When the organs of detoxification and elimination are overburdened and undersupported, they cannot do their job for the rest of the body. Depending on which cells or organs are affected the most, different dis­eases will manifest: arthritis, cancer, heart disease, and so forth. Some diseases occur when a body with reduced detoxification ability starts recruiting other systems to perform secondary “emergency” duties to help, sometimes in the extreme. This is all part of its design to survive. Take osteoporosis, for example. When acidity is chronic due to a bad diet, the bones can get recruited. Acidity control is more urgent for the body than bone formation, because high acidity is more lethal than osteoporo­sis. So the bones compensate by releasing some of their naturally alkaline bone salts, like calcium and phosphorus, to buffer acidity in the blood.
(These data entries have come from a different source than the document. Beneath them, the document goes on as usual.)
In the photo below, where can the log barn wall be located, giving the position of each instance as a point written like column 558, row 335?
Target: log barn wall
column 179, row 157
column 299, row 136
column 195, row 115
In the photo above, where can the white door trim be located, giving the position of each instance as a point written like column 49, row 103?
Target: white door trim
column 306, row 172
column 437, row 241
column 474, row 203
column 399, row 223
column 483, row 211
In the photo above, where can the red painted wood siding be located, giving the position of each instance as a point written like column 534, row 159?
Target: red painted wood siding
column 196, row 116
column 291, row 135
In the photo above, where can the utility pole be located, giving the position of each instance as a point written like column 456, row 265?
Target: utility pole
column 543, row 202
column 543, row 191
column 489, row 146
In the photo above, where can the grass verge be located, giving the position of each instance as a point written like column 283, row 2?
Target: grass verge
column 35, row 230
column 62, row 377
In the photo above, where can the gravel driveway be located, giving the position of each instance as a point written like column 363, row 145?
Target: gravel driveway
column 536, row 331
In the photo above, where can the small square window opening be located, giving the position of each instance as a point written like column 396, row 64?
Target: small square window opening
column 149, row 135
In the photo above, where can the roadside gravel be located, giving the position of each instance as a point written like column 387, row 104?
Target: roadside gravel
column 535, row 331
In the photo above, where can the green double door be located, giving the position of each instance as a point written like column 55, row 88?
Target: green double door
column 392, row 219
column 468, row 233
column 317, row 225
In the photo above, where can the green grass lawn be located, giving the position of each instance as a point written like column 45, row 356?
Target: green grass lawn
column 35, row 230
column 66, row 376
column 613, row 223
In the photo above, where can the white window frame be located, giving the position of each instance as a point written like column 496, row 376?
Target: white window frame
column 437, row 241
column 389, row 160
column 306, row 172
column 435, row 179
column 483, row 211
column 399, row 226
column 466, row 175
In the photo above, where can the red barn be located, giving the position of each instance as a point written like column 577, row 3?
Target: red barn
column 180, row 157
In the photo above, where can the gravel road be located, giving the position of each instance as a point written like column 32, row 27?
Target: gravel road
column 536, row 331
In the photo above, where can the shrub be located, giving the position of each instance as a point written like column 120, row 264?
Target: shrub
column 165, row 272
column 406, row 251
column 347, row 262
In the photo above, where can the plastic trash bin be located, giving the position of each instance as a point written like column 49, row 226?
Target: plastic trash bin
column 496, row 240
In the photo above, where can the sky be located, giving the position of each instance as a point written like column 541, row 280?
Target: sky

A specialist might then prescribe an expensive drug to stimulate the osteoblasts (the cells that “manufacture” bone) or large doses of cal­cium to encourage bone strengthening. But none of this makes sense without reducing blood acidity at the same time. Without the right alka­linity in the blood, that calcium will not be assimilated into bone and may actually end up in the coronary arteries or joints. (Furthermore, calcium is not deposited in the bones without adequate levels of vita­min D, a test for which is rarely ordered by primary-care physicians.) This is why drinking milk is now understood by some to be the worse possible way to combat osteoporosis. Milk generates acidity, which in the long run causes bone loss—not bone formation, as the milk indus­try wants you to believe. But we should take it back one step, before the treatment, and start with the question, “Why is the patient acidic?”